Por isso, é verdade que os trabalhos dos autores mencionados no início do texto ingressaram em domínio público no Brasil, na União Europeia, na Argentina, na Austrália e em todos os países que adotam a regra dos 70 anos. Contudo, há exceções. Na Colômbia, que prevê proteção por 80 anos após a morte do autor, a obra pode entrar em domínio público só em 2025, dependendo da regra aplicável a obras estrangeiras. A mesma lógica se aplica à Costa do Marfim (prazo de 99 anos depois que o autor morre) e ao México (vida do autor e mais 100 longuíssimos anos).
O caso mais polêmico deste ano é o ingresso em domínio público do “O Pequeno Príncipe”, um dos maiores fenômenos editoriais de todos os tempos. Como se pode perceber, o esgotamento dos direitos econômicos sobre a obra depende do lugar em que a proteção é reclamada. Em países que protegem direitos autorais por menos de 70 anos (Canadá e Coreia do Sul, por exemplo), o livro já não está mais protegido pelo menos desde 1995. Por outro lado, em países como Colômbia e México, talvez só daqui a alguns anos. Pela lei brasileira, o livro está em domínio público porque o Brasil aplica a todas as obras do mundo o prazo de sua própria lei. Assim, não importa a origem da obra, o prazo aplicado será sempre o de setenta anos após a morte do autor. Essa regra é permitida nos termos dos acordos internacionais e se encontra expressa na lei brasileira de direitos autorais (lei 9.610/98, art. 2º).
Na França, contudo, existem prazos de prorrogação de direitos de autor por conta das guerras mundiais do século XX. Como as obras intelectuais não puderam circular adequadamente nos períodos de conflito, o legislador decidiu aumentar o prazo de proteção em 6 anos e 152 dias para compensar os danos da Primeira Guerra Mundial e em 8 anos e 120 dias para os da Segunda. Além disso, foram conferidos 30 anos extras para o caso de o autor ter morrido em combate. Por isso, caberá ao intérprete da lei francesa definir qual regra incide no caso. Não será a primeira vez que a corte da França precisará analisar a questão. Por conta das prorrogações de guerra, nos anos 1990 o poder judiciário francês teve que decidir se os quadros de Monet ainda estavam protegidos. De toda forma, como as prorrogações valem apenas na França, não devem causar qualquer impacto no Brasil.
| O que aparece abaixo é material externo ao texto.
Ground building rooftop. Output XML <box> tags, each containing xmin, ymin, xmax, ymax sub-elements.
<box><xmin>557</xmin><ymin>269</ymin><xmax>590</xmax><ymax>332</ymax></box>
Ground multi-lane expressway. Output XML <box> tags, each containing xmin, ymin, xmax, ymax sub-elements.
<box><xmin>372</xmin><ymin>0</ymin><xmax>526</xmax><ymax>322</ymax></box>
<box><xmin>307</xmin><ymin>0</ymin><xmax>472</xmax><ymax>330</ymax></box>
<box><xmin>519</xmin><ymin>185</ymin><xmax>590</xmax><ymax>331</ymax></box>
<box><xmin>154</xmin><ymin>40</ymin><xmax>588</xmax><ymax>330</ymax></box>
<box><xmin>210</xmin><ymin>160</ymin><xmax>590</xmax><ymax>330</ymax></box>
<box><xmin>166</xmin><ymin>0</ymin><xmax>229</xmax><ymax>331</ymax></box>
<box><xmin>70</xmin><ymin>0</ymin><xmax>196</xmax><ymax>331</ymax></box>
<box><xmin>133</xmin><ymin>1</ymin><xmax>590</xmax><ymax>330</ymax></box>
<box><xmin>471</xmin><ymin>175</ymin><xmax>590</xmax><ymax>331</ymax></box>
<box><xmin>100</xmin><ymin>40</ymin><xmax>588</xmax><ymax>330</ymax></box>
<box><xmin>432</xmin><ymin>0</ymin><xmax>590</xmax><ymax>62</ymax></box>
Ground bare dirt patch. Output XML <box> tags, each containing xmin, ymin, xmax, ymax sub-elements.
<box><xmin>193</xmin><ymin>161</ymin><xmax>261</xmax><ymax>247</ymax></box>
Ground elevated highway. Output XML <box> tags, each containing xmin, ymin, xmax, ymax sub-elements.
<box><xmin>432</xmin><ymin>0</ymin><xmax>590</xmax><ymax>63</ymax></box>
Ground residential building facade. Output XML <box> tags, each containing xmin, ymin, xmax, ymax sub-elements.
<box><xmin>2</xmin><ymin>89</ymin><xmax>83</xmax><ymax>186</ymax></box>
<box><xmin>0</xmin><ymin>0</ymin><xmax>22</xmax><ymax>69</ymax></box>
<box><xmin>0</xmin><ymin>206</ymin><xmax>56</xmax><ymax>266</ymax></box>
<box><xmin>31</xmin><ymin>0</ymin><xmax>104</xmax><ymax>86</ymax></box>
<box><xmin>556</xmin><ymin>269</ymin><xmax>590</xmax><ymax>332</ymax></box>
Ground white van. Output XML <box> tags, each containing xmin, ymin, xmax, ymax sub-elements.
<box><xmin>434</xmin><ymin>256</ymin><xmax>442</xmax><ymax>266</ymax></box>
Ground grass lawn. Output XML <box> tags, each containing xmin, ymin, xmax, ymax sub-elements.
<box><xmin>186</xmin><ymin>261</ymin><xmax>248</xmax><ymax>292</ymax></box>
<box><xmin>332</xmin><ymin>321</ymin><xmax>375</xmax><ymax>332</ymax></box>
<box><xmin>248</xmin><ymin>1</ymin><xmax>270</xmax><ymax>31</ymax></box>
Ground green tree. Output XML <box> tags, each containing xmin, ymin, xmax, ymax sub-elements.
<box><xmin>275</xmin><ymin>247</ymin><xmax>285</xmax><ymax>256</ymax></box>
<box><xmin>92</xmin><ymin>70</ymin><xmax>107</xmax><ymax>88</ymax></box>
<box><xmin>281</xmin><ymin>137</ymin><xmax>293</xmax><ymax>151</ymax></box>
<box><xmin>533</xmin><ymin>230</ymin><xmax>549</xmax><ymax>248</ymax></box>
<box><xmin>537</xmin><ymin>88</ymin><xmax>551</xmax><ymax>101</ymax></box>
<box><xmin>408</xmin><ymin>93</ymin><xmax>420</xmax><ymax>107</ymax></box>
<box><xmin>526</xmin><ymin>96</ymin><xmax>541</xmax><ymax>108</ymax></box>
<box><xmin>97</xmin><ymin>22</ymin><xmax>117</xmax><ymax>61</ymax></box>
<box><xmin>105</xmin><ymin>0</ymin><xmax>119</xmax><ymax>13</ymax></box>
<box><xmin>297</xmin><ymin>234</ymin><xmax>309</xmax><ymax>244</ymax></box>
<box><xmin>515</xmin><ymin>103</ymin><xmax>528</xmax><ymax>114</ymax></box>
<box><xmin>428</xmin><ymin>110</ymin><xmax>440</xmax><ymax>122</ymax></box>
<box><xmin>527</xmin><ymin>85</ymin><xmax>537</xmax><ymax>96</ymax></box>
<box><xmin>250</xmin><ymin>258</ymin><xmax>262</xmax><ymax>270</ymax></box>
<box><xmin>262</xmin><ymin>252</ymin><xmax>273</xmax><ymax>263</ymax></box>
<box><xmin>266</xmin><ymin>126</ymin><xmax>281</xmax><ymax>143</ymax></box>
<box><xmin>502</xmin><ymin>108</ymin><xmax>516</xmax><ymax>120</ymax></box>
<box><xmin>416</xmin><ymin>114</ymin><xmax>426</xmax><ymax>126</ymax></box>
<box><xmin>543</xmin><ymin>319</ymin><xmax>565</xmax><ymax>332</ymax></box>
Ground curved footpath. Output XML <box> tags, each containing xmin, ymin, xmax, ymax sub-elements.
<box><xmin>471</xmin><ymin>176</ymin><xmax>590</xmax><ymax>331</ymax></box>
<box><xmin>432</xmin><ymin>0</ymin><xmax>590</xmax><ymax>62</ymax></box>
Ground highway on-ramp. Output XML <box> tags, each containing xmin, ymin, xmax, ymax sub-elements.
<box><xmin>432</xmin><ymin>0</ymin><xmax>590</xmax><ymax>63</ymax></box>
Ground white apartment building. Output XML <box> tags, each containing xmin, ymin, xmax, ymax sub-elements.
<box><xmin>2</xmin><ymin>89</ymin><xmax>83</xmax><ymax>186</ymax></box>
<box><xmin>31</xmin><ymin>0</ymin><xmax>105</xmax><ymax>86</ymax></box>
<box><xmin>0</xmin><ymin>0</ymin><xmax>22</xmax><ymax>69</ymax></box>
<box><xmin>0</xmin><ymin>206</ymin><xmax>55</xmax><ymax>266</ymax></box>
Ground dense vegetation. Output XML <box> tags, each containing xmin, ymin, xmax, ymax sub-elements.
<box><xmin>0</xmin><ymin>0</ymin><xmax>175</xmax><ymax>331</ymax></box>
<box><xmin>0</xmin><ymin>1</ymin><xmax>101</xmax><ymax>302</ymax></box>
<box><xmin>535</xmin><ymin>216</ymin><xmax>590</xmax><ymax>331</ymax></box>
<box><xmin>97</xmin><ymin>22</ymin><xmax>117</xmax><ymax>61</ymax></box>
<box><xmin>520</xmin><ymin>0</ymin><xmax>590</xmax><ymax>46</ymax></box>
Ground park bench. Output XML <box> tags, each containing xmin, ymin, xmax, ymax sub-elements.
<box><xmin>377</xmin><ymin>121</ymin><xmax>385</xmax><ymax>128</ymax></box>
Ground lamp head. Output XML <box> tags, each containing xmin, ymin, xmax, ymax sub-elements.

Para o ano que vem, esperem ainda mais polêmica. Em 2015, completa-se o prazo de 70 anos da morte de Hitler. Por isso, em 01 de janeiro de 2016 ingressa em domínio público o “Mein Kampf” (além de todas as pinturas de Hitler – de talento duvidoso, segundo os críticos). Por enquanto, os direitos autorais sobre o livro pertencem ao governo alemão, que se empenha em proibir qualquer reprodução da obra. Claro que em alguns países, a obra já não está mais protegida, mas a grande questão é o ingresso em domínio público na Europa. A partir do ano que vem, quando for possível a apropriação do “Mein Kempf” inclusive por grupos extremistas europeus, estaremos diante de um interessante e raríssimo caso em que o domínio público promove o acesso lícito a uma obra indesejada. Neste momento em que se discute tanto liberdade de expressão, o que não vai faltar é assunto.
Sérgio Branco é diretor do Instituto de Tecnologia e Sociedade do Rio de Janeiro e doutor em Direito Civil pela UERJ.